Still, other minority groups are vastly under-tested, specifically Latinx and African Americans. This under-testing means that with the same personal or family history of cancer, fewer individuals in these populations undergo testing compared with whites. African Americans are more frequently diagnosed with triple negative breast cancer, and genetic testing needs to be discussed. There appears to be many reasons for this — from a lack of discussion with one’s health-care provider, to a misunderstanding of the cost of testing (usually covered by insurance if there are risk factors for BRCA mutation), and confusion and mistrust regarding genetics. Whatever the reason, disparities in testing are a significant problem because they lead to missed opportunities for early detection and prevention.

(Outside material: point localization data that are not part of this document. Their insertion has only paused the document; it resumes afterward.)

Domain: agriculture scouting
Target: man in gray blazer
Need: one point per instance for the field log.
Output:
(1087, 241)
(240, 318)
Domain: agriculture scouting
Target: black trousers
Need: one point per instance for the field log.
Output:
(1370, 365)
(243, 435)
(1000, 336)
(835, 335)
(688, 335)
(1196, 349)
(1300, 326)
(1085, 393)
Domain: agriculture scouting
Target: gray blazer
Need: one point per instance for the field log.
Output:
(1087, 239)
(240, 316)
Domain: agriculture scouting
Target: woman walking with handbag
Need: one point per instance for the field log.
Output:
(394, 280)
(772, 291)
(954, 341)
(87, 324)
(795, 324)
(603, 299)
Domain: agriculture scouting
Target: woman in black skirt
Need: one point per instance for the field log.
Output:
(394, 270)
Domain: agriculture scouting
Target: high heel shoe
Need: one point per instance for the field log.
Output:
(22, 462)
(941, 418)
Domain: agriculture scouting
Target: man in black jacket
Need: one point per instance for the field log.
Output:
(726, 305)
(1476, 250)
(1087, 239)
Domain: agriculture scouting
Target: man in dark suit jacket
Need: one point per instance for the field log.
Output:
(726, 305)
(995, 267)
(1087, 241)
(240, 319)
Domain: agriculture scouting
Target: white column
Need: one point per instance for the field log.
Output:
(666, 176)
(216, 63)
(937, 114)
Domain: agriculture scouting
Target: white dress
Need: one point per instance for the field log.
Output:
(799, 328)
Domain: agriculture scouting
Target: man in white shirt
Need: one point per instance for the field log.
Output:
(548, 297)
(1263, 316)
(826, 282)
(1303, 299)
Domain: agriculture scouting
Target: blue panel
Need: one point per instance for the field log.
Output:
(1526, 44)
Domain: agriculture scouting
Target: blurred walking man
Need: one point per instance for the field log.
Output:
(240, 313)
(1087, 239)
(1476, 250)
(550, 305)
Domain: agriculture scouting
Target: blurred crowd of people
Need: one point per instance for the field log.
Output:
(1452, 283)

Twenty-five years ago, there was much we did not know and a limited ability to detect, prevent, and treat BRCA-related cancer. We have made so much progress, but we need to continue pushing forward. We need to keep having the sometimes difficult conversations with our family members to understand our family history and our individual risks. The medical community needs to do more to identify and remove barriers to access. And in the lab, we need support to continue breaking ground with innovative research. From all sides, we need to do more in order to lessen the impact of BRCA mutations. But, at the same time, because of the immense amount of progress of these last 25 years, I am incredibly hopefully about the next 25.

Susan M. Domchek is the executive director of Basser Center for BRCA at the Abramson Cancer Center of the University of Pennsylvania.